Thanks! Looks like lots of people have downloaded it, there have been 94 downloads in one day only!

As some of you have noticed, english is not my first language. Actually, it is third... after finnish and swedish. (not polish, which is usually the first guess :roll: )
Anyway, I would be glad to hear any comments, including language and grammar corrections.
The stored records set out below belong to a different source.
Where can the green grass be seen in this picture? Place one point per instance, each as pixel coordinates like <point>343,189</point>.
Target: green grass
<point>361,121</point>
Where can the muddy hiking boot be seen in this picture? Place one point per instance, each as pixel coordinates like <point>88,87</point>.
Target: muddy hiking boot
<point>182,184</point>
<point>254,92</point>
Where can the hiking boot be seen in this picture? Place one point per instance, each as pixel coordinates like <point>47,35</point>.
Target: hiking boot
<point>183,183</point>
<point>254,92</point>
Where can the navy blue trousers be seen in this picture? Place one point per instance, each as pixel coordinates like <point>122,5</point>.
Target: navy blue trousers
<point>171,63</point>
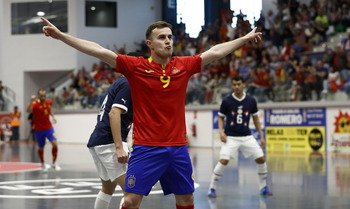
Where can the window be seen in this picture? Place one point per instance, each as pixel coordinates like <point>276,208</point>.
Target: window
<point>101,14</point>
<point>250,8</point>
<point>25,17</point>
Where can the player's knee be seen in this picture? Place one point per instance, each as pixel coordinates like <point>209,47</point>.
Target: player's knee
<point>132,200</point>
<point>260,160</point>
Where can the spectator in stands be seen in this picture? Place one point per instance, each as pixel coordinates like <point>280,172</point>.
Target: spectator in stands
<point>209,85</point>
<point>6,130</point>
<point>346,42</point>
<point>333,82</point>
<point>272,49</point>
<point>321,23</point>
<point>312,83</point>
<point>322,73</point>
<point>298,85</point>
<point>56,100</point>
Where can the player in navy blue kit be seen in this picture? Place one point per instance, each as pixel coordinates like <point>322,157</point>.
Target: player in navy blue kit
<point>236,136</point>
<point>107,143</point>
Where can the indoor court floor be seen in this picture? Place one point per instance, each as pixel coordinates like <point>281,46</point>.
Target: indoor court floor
<point>298,180</point>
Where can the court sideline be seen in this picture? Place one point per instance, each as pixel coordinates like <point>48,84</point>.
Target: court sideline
<point>298,180</point>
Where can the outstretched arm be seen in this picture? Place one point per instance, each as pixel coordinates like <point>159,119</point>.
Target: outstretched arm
<point>221,50</point>
<point>87,47</point>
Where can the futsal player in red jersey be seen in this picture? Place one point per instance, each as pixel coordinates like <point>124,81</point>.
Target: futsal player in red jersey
<point>158,89</point>
<point>41,111</point>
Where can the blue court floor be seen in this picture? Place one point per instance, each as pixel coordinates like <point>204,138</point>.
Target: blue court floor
<point>298,180</point>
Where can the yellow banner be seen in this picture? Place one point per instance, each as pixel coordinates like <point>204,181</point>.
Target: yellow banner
<point>303,138</point>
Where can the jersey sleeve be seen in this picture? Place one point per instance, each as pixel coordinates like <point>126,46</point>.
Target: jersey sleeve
<point>223,109</point>
<point>123,97</point>
<point>125,64</point>
<point>192,63</point>
<point>254,107</point>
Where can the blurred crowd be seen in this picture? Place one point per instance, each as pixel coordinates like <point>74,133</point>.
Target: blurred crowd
<point>282,68</point>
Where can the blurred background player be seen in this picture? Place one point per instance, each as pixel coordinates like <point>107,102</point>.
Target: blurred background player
<point>41,112</point>
<point>235,135</point>
<point>15,123</point>
<point>108,142</point>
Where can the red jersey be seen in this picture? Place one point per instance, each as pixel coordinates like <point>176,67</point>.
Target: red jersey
<point>158,97</point>
<point>41,115</point>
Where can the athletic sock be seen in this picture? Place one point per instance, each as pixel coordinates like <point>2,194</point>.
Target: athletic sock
<point>217,173</point>
<point>262,172</point>
<point>102,200</point>
<point>127,208</point>
<point>54,152</point>
<point>185,207</point>
<point>41,155</point>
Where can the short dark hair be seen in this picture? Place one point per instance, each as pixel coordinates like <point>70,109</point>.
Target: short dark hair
<point>238,78</point>
<point>158,24</point>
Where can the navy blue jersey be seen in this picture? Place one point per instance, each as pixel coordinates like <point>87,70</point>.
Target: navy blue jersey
<point>118,95</point>
<point>237,113</point>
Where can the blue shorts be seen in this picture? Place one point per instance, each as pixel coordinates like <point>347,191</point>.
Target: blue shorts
<point>41,136</point>
<point>170,165</point>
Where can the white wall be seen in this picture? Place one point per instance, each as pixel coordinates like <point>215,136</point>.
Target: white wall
<point>35,52</point>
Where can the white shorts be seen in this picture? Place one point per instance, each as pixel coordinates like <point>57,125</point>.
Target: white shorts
<point>246,144</point>
<point>106,161</point>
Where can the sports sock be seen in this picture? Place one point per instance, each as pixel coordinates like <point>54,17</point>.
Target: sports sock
<point>102,200</point>
<point>217,173</point>
<point>127,208</point>
<point>262,172</point>
<point>41,155</point>
<point>54,152</point>
<point>185,207</point>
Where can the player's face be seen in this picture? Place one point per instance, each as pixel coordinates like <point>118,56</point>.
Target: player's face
<point>161,42</point>
<point>42,96</point>
<point>238,87</point>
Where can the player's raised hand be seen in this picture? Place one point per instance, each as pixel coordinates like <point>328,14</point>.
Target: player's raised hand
<point>254,36</point>
<point>50,29</point>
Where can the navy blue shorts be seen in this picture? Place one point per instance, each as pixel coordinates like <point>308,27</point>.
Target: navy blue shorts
<point>41,136</point>
<point>170,165</point>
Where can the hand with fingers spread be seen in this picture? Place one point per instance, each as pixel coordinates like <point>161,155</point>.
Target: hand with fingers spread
<point>50,29</point>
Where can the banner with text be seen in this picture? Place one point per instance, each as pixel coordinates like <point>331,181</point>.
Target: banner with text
<point>301,129</point>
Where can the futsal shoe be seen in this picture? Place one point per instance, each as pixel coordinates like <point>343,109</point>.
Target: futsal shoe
<point>265,191</point>
<point>56,167</point>
<point>212,193</point>
<point>44,167</point>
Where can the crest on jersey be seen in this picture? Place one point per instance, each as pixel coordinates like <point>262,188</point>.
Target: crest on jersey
<point>131,181</point>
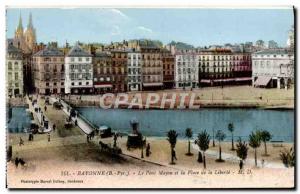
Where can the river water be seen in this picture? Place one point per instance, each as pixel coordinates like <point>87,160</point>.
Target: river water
<point>280,123</point>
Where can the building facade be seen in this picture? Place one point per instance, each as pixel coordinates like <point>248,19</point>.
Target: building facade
<point>102,72</point>
<point>152,68</point>
<point>49,71</point>
<point>168,61</point>
<point>134,70</point>
<point>222,66</point>
<point>119,70</point>
<point>186,70</point>
<point>14,72</point>
<point>273,68</point>
<point>78,71</point>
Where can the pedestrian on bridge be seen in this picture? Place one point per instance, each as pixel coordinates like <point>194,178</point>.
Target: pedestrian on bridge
<point>21,142</point>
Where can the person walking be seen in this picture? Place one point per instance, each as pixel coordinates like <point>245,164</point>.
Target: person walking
<point>148,152</point>
<point>21,142</point>
<point>174,154</point>
<point>17,162</point>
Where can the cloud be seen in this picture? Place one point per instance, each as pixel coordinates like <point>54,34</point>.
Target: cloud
<point>144,29</point>
<point>119,13</point>
<point>115,30</point>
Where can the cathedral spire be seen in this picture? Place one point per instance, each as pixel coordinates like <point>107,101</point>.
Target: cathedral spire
<point>30,25</point>
<point>20,26</point>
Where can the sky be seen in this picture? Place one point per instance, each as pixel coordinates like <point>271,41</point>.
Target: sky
<point>199,27</point>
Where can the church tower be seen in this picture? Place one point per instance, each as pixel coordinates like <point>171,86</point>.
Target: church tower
<point>30,36</point>
<point>19,30</point>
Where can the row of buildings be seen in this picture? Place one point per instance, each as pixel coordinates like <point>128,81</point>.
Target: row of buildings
<point>33,67</point>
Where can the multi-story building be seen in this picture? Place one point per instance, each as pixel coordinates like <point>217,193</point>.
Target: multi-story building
<point>25,40</point>
<point>222,66</point>
<point>273,68</point>
<point>291,38</point>
<point>186,70</point>
<point>49,71</point>
<point>78,71</point>
<point>168,61</point>
<point>134,70</point>
<point>152,68</point>
<point>102,73</point>
<point>14,71</point>
<point>119,70</point>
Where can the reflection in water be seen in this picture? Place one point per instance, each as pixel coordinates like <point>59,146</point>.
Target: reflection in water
<point>158,122</point>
I know sometimes my english is very clumsy...

Happy tweaking, hope you find it useful!

Cheers
jonas


----------



## Eme09 (Sep 6, 2007)

Is the link broken or something ? 
can some1 PM me a working link ?
thanx


----------



## rabTT (Nov 14, 2006)

I'm struggling as well :? - are you taking it from the link on page 1 or from his sig .. ?


----------



## Eme09 (Sep 6, 2007)

from both 
neither is working


----------



## timvgti (Mar 14, 2007)

Link broken :? :? :?: :? :?


----------



## gravitt (Aug 29, 2007)

PDF link on your sig is broken, but the mirrored link (from Wak) isn't. Please fix! Thanks!
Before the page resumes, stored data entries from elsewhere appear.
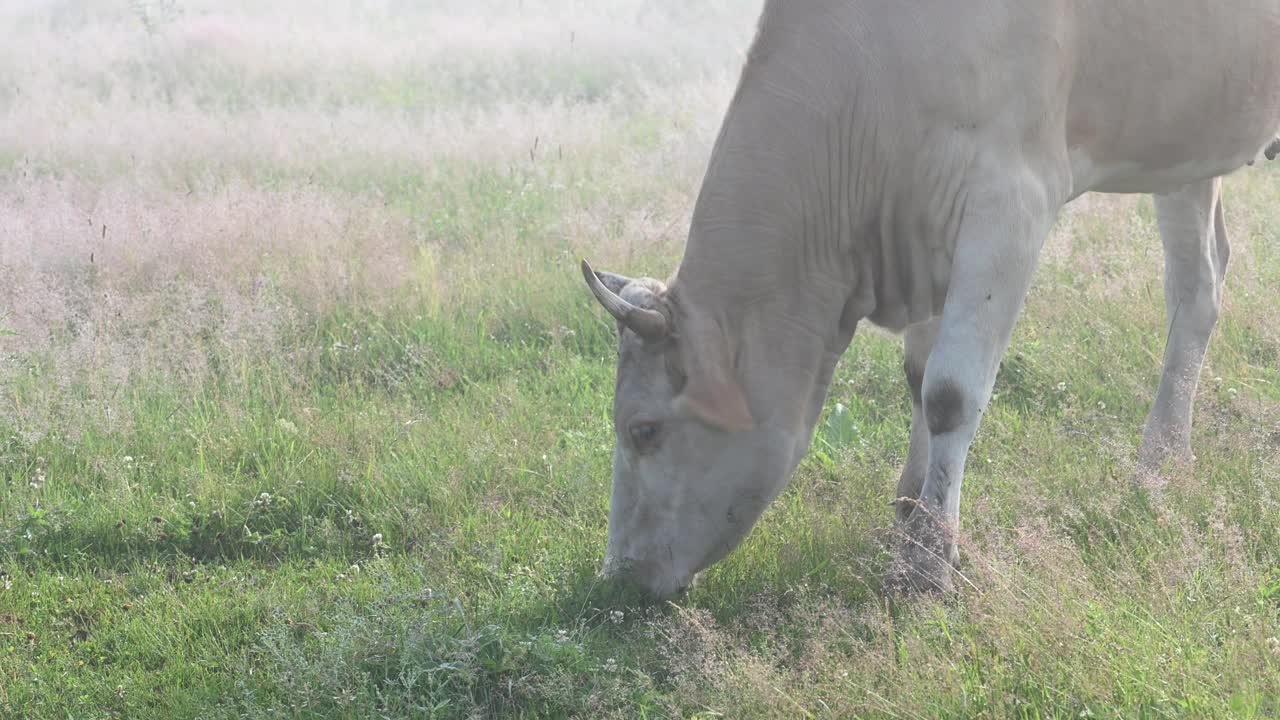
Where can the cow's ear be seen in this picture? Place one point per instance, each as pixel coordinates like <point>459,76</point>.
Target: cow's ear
<point>712,391</point>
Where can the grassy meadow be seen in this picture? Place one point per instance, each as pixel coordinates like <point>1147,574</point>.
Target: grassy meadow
<point>305,409</point>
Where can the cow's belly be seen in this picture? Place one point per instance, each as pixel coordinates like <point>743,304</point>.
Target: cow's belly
<point>1166,92</point>
<point>1112,174</point>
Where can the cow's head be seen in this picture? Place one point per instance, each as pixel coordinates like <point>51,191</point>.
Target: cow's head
<point>693,468</point>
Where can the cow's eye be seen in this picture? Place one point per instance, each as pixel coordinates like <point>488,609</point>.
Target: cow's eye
<point>644,436</point>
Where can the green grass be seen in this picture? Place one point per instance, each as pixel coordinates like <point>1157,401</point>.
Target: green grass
<point>392,501</point>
BTW, this is a great resource. I need to let my American mates know.


----------



## freegeek (Aug 26, 2005)

Also stored here http://www.wikitt.org/wikiTT/index.php? ... king_guide


----------



## jonas (Aug 1, 2006)

freegeek said:


> Also stored here http://www.wikitt.org/wikiTT/index.php? ... king_guide


Thanks Jim!

I've been very busy moving home lately... and my broadband failed. 
Now the links are updated to the copy in Jim's wiki.

You like?

GOOD


----------



## Ruined (Sep 21, 2007)

This is brilliant

Question from a newbie for the autolock over 15MPH and windows up/down off remote (which are features i use on my other car's clifford) do i need to plug it into a laptop with this VAG software or can i get my local dealer to do it for me?
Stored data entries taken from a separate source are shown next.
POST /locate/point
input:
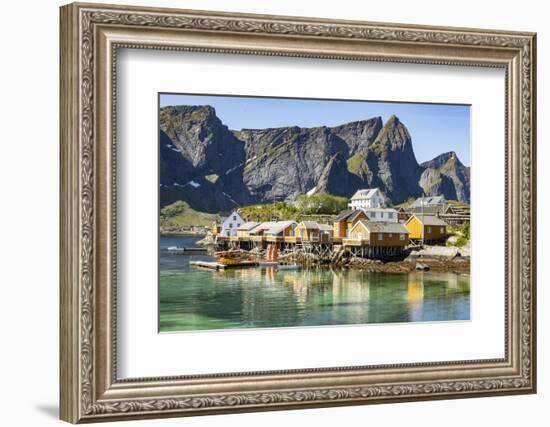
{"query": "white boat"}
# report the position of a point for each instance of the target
(288, 267)
(267, 264)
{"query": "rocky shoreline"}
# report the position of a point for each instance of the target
(430, 258)
(458, 265)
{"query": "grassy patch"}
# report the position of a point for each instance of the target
(213, 178)
(180, 215)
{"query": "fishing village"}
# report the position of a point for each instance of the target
(370, 234)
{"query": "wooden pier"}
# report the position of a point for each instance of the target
(212, 265)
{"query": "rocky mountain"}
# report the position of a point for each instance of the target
(445, 174)
(216, 169)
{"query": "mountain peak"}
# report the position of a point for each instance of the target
(440, 160)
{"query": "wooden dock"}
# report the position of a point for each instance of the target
(212, 265)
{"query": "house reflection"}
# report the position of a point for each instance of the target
(415, 296)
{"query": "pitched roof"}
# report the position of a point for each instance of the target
(343, 215)
(279, 226)
(431, 220)
(364, 194)
(310, 225)
(247, 226)
(325, 227)
(381, 210)
(430, 200)
(262, 227)
(383, 227)
(427, 209)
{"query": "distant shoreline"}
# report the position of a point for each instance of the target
(165, 233)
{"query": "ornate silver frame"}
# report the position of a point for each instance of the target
(90, 36)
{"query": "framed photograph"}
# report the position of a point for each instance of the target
(266, 212)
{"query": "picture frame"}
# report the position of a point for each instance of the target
(91, 34)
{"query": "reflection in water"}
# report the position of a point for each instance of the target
(193, 299)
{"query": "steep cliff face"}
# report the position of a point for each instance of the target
(213, 168)
(360, 135)
(396, 166)
(454, 177)
(201, 161)
(283, 163)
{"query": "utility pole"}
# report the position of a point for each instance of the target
(422, 217)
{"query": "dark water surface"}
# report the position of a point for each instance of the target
(197, 299)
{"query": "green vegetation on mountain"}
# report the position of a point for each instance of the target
(269, 212)
(305, 207)
(320, 203)
(180, 215)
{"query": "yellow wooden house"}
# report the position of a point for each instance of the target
(378, 234)
(430, 228)
(243, 231)
(346, 220)
(312, 231)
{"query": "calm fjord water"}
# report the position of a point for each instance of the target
(196, 299)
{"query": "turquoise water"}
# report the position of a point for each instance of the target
(196, 299)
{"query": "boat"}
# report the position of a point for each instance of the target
(267, 263)
(288, 267)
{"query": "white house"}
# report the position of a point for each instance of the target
(429, 201)
(367, 198)
(382, 214)
(230, 224)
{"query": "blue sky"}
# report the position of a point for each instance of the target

Need to recode a fob anyway so was thinking i could ask them


----------



## hnetca (Sep 12, 2007)

This is nice! THX!


----------



## John-H (Jul 13, 2005)

Ruined said:


> This is brilliant
> 
> Question from a newbie for the autolock over 15MPH and windows up/down off remote (which are features i use on my other car's clifford) do i need to plug it into a laptop with this VAG software or can i get my local dealer to do it for me?
> 
> Need to recode a fob anyway so was thinking i could ask them


For the price they'll charge you for the fob they should do but they can be a bit funny about the beep.


----------



## TTCool (Feb 7, 2005)

John-H said:


> Ruined said:
> 
> 
> > This is brilliant
> ...


Audi only do 'favours' for people who have already paid for said favour through extortionate service charges et al. So I'm told, allegedly etc etc 

Joe


----------



## aidb (Mar 19, 2003)

*The TTweaker's Guide should be made sticky. * 8)


----------



## John-H (Jul 13, 2005)

It should be [smiley=thumbsup.gif]


----------